Think Like a House Flipper
Being a house flipper is like being in charge of a three ring circus. House flippers face countless details. They negotiate with and manage many people, and they have to handle the wide variety of contingencies that arise. They must face all this with calm focus while keeping the goal, an advantageous flip, in mind.
It’s not all glam and glitz. It’s arduous work and a lot tedium. So much of a house flipper’s time is spent paying bills, scheduling and overseeing contractors and subcontractors. They need to understand ordinances, zoning laws and complete due diligence tasks. Are you ready for the necessary minutiae?
Real Estate Markets and the Economy
As a house flipper, you must understand overall real estate market trends. Is it a buyer’s or seller’s market? If it’s a buyer’s market, you may not stand to make a profit.
You must analyze the region where the house is located. Is it economically stagnant? Is it likely to rebound? No matter how promising a property may appear, if it doesn’t offer an economic return of at least two to one, it’s not worth the risk. That return may hinge upon the region.
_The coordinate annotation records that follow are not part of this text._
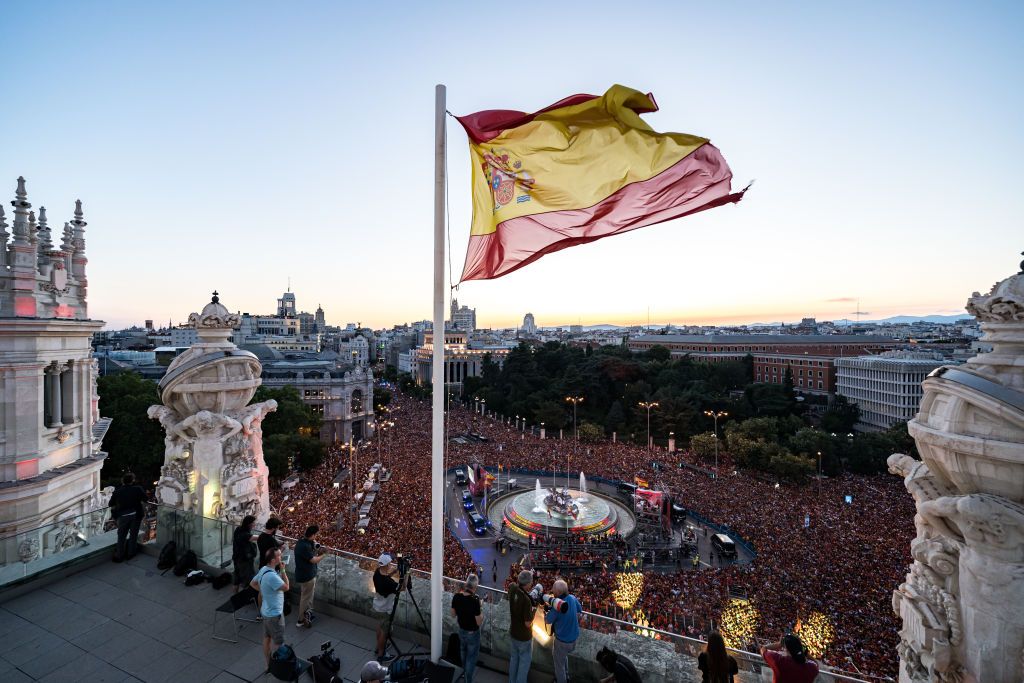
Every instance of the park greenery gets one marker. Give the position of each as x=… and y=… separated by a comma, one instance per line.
x=767, y=427
x=135, y=443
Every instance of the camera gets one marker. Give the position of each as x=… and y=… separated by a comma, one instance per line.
x=539, y=597
x=403, y=563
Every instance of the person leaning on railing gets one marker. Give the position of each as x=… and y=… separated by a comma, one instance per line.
x=520, y=627
x=566, y=628
x=715, y=664
x=126, y=507
x=788, y=660
x=244, y=553
x=307, y=556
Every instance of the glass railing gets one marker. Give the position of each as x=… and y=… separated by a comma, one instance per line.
x=345, y=580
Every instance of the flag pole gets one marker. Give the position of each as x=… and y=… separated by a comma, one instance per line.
x=437, y=381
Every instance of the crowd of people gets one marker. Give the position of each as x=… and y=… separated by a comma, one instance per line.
x=836, y=547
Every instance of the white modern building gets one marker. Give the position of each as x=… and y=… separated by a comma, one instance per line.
x=50, y=430
x=462, y=317
x=886, y=387
x=462, y=358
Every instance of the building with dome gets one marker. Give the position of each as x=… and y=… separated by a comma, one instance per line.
x=50, y=430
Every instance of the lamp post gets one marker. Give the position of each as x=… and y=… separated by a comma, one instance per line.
x=716, y=415
x=819, y=476
x=574, y=400
x=648, y=404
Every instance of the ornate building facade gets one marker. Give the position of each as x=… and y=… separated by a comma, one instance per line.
x=50, y=430
x=962, y=602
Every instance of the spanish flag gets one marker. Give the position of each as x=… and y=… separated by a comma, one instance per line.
x=582, y=169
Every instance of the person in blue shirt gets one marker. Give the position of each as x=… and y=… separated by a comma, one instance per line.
x=271, y=582
x=565, y=627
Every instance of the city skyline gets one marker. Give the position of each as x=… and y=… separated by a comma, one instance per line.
x=245, y=161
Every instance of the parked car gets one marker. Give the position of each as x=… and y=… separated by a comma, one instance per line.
x=723, y=545
x=477, y=523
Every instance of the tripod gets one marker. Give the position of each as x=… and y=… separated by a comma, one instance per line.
x=404, y=588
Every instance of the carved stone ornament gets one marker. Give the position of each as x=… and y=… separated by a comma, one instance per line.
x=28, y=550
x=1005, y=303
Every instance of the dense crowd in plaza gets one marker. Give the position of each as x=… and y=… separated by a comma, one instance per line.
x=843, y=565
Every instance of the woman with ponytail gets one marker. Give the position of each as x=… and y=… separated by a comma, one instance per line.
x=788, y=660
x=715, y=664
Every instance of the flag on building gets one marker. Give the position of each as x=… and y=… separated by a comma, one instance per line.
x=582, y=169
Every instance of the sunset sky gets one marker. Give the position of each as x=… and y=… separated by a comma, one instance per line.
x=233, y=145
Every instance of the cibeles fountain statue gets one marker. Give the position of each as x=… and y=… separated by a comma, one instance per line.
x=963, y=602
x=213, y=444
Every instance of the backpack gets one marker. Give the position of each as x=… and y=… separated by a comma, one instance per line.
x=221, y=581
x=284, y=665
x=168, y=555
x=195, y=578
x=185, y=563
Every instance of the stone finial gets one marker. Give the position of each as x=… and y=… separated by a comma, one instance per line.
x=20, y=196
x=22, y=206
x=66, y=239
x=45, y=242
x=1005, y=303
x=79, y=224
x=33, y=228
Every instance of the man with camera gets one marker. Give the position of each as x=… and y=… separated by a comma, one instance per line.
x=466, y=608
x=271, y=582
x=563, y=615
x=307, y=556
x=386, y=592
x=520, y=627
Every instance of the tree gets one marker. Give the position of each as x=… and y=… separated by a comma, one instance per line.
x=590, y=432
x=382, y=396
x=551, y=413
x=704, y=444
x=841, y=416
x=292, y=415
x=276, y=451
x=134, y=442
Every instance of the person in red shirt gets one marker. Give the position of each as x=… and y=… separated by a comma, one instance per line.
x=788, y=660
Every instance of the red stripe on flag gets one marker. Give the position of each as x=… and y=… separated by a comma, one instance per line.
x=699, y=181
x=484, y=126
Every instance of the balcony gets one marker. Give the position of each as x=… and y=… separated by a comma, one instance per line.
x=73, y=615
A region may be economically robust with high home valuations; however, the home valuations of a particular neighborhood may ruin the flip. What is the condition of the neighborhood? If the house undergoes a total rehab that increases its value by $150,000, can the neighborhood sustain it? Will anyone buy into the neighborhood at that price?
Flippers have to understand trends in people’s taste and what they’re interested in at the time of the flip. How well are homes with that particular layout selling? Are split level homes selling well? Is the ranch style out?
Rehabbers must make accurate projections and calculations. Economic forecasts and trends, return on investment numbers, foreclosure price, estimated versus actual selling price of the flipped home, neighborhood home valuations and the cost of materials and labor are some of the variables you must properly weigh. Faulty projections and calculations may lead to an unprofitable flip.
As a house flipper, you must always consider funding. Upfront cash is the best means for purchasing property. If cash isn’t available, you may consider loans. Some flippers take out regular bank loans. Some utilize home equity loans. Some turn to hard money lenders who loan at high interest rates with extremely short, year-long terms. Some turn to partners and private money; others turn to crowdsourcing. You must make a sound decision concerning financing.
Purchasing and Selling Property
House flippers understand the intricacies of buying and selling a house. They may choose to hire a real estate agent or do it themselves, either way, they must understand the industry. They understand the contracts, forms and paperwork that have to be completed. They may have their representative, real estate agent or lawyer examine the documents to make sure everything is in order.
Strong house flippers understand the bargaining process and how to negotiate with the goal in mind. They are skilled in making offers and counter offers. They are steady, calm and patient throughout the appraisals, inspections and financing process. To get overly emotional may lead to an unprofitable outcome. They keep their eye focused on the long term, not the short term.
Being a house flipper is truly like orchestrating a three ring circus. You must be able to think in an extremely detailed way, manage people and personalities, handle finances and make economic considerations, all while keeping the big picture, a successful flip, foremost in the mind.